Trotz massiver Warnungen von Menschenrechtsorganisationen wurde Shamsiddin am 18. Januar trotzdem abgeschoben. Nach seiner Ankunft in der tadschikischen Hauptstadt Duschanbe verschwand er fast zwei Wochen spurlos. Erst Ende Januar konnte er sich kahlgeschoren aus einem Gefängnis melden, in dem er offenbar unter menschenunwürdigen Bedingungen sitzt: Aus der Haft heraus bittet er um „Matratze, Decke, Seife, Shampoo, Zahnpasta, Hose, Jacke, Socken, Lebensmittel“.

Möglich gemacht haben das deutsche Behörden. Zwar antwortet die Bundespolizei seit 13 Tagen nicht auf eine Anfrage der taz, wie weit ihre Be­am­t:in­nen Shamsiddin begleitet und ob sie ihn an tadschikische Sicherheitskräfte übergeben haben – doch offenbar ist genau das geschehen: Bei seiner „Rückführung nach Duschanbe, Tadschikistan“ sei der Vater zweier Kleinkinder „von der Bundespolizei begleitet worden“, heißt es von der Stadt Dortmund, deren Ausländerbehörde die Abschiebung federführend betrieben hat.

„Wie bei allen begleiteten Rückführungsmaßnahmen üblich – so auch bei Herrn Abdullohi Shamsiddin – werden die Betroffenen nach Einreise an die im jeweiligen Herkunftsland zuständigen Behörden für die Grenzkontrolle verwiesen“, erklärt die städtische Pressestelle Dortmund.

Verantwortung für Shamsiddins Haft im tadschikischen Knast aber will in Deutschland niemand übernehmen.

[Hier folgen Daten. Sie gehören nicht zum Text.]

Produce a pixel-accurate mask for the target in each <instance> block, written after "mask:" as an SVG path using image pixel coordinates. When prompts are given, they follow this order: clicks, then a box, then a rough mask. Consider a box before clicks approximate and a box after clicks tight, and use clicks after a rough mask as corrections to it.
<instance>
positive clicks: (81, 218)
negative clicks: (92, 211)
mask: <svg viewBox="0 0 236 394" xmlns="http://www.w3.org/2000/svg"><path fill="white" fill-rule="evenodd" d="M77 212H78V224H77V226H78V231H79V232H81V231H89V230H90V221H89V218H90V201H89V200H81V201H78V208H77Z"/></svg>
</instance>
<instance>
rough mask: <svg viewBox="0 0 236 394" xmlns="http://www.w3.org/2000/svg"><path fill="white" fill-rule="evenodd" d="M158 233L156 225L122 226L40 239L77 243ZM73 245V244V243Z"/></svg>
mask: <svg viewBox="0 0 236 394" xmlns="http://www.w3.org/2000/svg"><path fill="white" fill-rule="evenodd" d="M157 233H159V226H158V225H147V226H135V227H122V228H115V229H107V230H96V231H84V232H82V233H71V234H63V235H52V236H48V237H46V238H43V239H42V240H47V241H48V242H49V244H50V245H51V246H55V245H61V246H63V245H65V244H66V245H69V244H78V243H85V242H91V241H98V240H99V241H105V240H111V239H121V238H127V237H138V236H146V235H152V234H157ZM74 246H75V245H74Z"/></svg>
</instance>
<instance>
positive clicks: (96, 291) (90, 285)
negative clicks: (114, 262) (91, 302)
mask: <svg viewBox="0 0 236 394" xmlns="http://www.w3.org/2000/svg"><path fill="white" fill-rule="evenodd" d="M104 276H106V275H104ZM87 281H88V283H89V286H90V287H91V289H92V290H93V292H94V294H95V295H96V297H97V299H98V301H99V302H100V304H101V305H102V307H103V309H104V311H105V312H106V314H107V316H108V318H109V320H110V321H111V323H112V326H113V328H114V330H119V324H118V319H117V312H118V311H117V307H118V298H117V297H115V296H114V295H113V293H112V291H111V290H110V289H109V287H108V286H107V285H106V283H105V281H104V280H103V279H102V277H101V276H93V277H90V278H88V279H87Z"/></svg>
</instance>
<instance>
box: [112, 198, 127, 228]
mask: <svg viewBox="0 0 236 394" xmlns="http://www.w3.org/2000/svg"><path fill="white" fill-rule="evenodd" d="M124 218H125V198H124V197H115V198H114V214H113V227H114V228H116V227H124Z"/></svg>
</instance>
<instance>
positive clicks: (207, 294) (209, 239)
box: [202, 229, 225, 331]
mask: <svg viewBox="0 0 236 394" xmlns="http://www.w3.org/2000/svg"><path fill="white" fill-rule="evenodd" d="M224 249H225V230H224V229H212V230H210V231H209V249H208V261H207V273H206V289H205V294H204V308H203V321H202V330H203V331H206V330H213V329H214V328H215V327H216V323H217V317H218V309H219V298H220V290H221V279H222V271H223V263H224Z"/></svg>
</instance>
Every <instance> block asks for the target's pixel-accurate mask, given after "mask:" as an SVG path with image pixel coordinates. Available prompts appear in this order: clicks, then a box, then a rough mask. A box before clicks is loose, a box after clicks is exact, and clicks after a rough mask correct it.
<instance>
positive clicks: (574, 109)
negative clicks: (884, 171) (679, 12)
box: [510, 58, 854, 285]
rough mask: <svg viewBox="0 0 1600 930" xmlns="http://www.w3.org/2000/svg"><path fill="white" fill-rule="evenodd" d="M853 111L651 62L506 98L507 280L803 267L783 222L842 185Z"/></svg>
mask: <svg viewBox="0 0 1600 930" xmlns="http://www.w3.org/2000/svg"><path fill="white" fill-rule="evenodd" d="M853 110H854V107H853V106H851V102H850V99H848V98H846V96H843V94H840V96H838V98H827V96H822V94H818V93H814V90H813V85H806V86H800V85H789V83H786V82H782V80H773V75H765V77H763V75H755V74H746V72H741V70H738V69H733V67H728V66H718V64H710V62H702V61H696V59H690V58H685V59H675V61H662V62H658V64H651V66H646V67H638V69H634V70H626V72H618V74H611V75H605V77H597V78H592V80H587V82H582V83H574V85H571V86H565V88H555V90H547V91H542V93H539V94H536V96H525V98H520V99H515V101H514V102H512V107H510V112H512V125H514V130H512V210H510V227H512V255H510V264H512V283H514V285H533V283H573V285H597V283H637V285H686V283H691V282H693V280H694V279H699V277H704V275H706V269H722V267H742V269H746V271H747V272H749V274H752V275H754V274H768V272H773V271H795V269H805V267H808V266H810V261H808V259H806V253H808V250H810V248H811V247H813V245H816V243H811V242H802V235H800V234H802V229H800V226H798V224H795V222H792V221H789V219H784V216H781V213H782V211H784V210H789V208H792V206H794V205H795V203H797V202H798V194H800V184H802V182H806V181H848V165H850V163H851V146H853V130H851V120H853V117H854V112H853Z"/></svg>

Das Bundesamt für Migration und Flüchtlinge, das die Furcht des Tadschiken vor politischer Verfolgung zuletzt am 21. Dezember für unbegründet erklärt hat, „äußert sich grundsätzlich nicht zu Einzelfallfällen im Asylverfahren“.

Die Stadt Dortmund erklärt, das „Beschleunigungsgebot in Haftsachen“ verpflichte „die Ausländerbehörden, alle notwendigen Anstrengungen zu unternehmen, um die Dauer der Sicherungshaft auf ein Mindestmaß zu beschränken“. Mit anderen Worten: Weil Shamsiddin schon „über fünf Wochen in Abschiebehaft“ saß, habe er den tadschikischen Sicherheitskräften möglichst schnell ausgeliefert werden müssen.

Auch das von der Grünen Josefine Paul geführte nordrhein-westfälische Integrationsministerium verweist auf „mehrere entsprechende Gerichtsurteile“, die Shamsiddins Abschiebung für rechtmäßig erklärt haben – und an die sei die „Landesregierung selbstverständlich gebunden“.

Der DNA-Test wurde gerichtlich nicht angeordnet

Tatsächlich hatte das zuständige Verwaltungsgericht Gelsenkirchen noch am Tag der Abschiebung einen von Un­ter­stüt­ze­r:in­nen des 32-Jährigen in Auftrag gegebenen DNA-Test, der belegt, dass Abdollahi Shamsiddin mit einer Wahrscheinlichkeit „größer als 99,9999 Prozent“ Sohn des in Aachen als anerkannter Flüchtling lebenden führenden IRPT-Kaders Shamsiddin Saidov ist, als nicht beweiskräftig abgelehnt: Die Entnahme der DNA-Proben sei nicht überwacht worden, bemängelte ein Einzelrichter. Das Gericht gab den DNA-Test allerdings auch nicht in Auftrag.

Eine weitere, die „Verfolgungsfurcht“ stützende Zeugenaussage eines weiteren tadschikischen Oppositionellen wurde nicht anerkannt. Die Frage, ob diese Beschlüsse angesichts der sofortigen Inhaftierung Abdullohi Shamsiddins in Tadschikistan auch heute weiter vertretbar seien, beantwortet das Verwaltungsgericht Gelsenkirchen nicht.

Heftig kritisiert wird die Abschiebung dagegen von Menschenrechtsorganisationen. „Niemand sollte in ein Land deportiert werden, in dem eine reale Foltergefahr besteht“, sagt Hugh Williamson, Direktor der für Zentralasien zuständigen Abteilung von Human Rights Watch. Mit der Auslieferung habe Deutschland gegen seine „internationalen Verpflichtungen zum Schutz der Menschenrechte verstoßen“, heißt es auch von Seiten der Organisation Freedom for Eurasia.

Deshalb müsse das grün geführte Bundesaußenministerium jetzt Druck auf die Regierung des autokratischen Präsidenten Emomalij Rahmon machen – und auf eine schnelle Freilassung des Regimegegners drängen.